I will be resigning from office with my last day being January 5, 2026, she wrote at the end of a four-page statement. According to the National Taxpayers Union, members of Congress qualify for a congressional pension if they have served five full years in Congress.
Greene arrived in Congress on January 3, 2021, meaning that she will be just over the five-year minimum when she leaves. This does not mean that Greene, 51, would receive her pension immediately. Members of Congress are eligible for their pensions once they hit the age of 62.
The annual congressional salary is $174,000 and members of Congress receive 1 percent of their salary annually as part of their pension. If a member has 20 years of service, and serves until the age of 62, they receive 1.1 percent of their salary as a pension.
Read more: https://www.the-independent.com/news/world/americas/us-politics/mtg-congressional-pension-resignation-house-b2874557.html
I think a number of people have already noted that about her timing (and I have chimed in that in contrast to MTG, George Santos was booted before getting the eligible number of years, meaning serving at least 2.5 terms).

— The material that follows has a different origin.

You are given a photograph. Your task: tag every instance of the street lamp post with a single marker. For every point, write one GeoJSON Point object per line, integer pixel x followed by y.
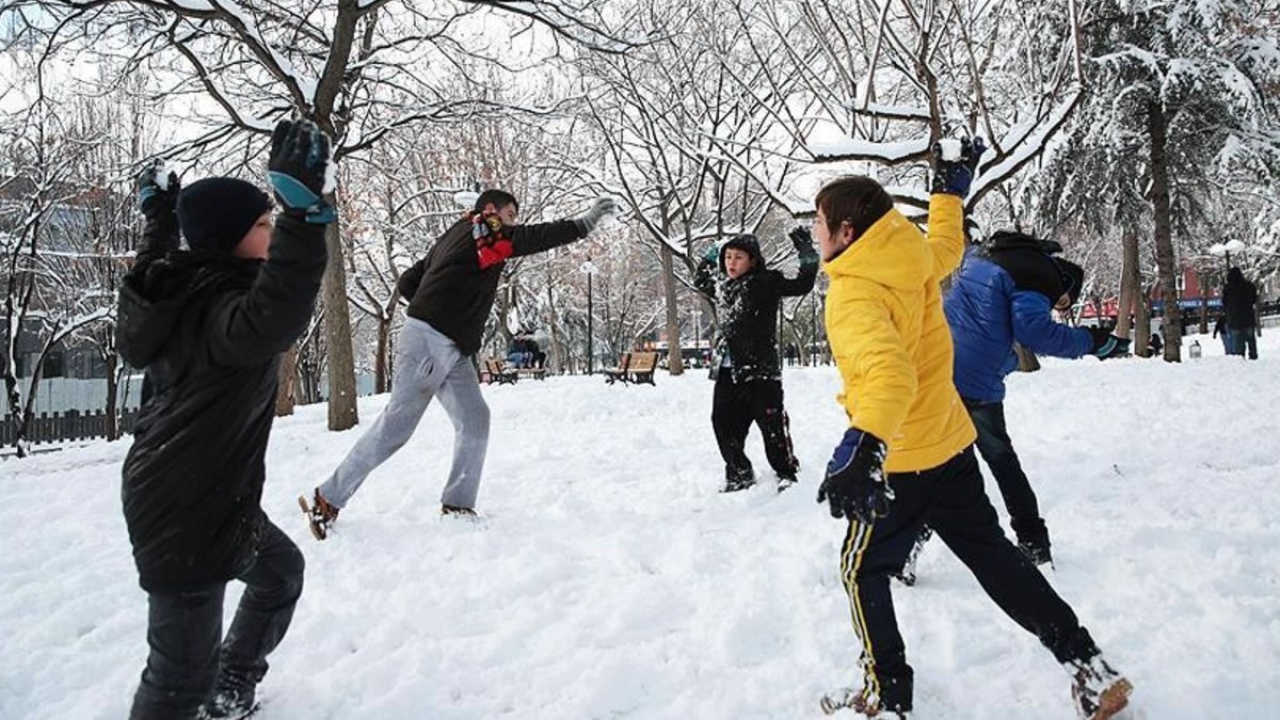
{"type": "Point", "coordinates": [1225, 250]}
{"type": "Point", "coordinates": [590, 335]}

But what the article left out, is that since the more recent crop of members are on FERS (which was only mentioned later in the article), like the more recent civil service employees who were on-boarded since around the mid-80s when FERS first rolled out, she is ALSO going to get Social Security (assuming she has accumulated 40 quarters based on past and future work history, by the time she has the age), because they pay into that too. So their retirement is a little bit "annuity", and the rest is from whatever they invested into the TSP (Thrift Savings Plan) + Social Security.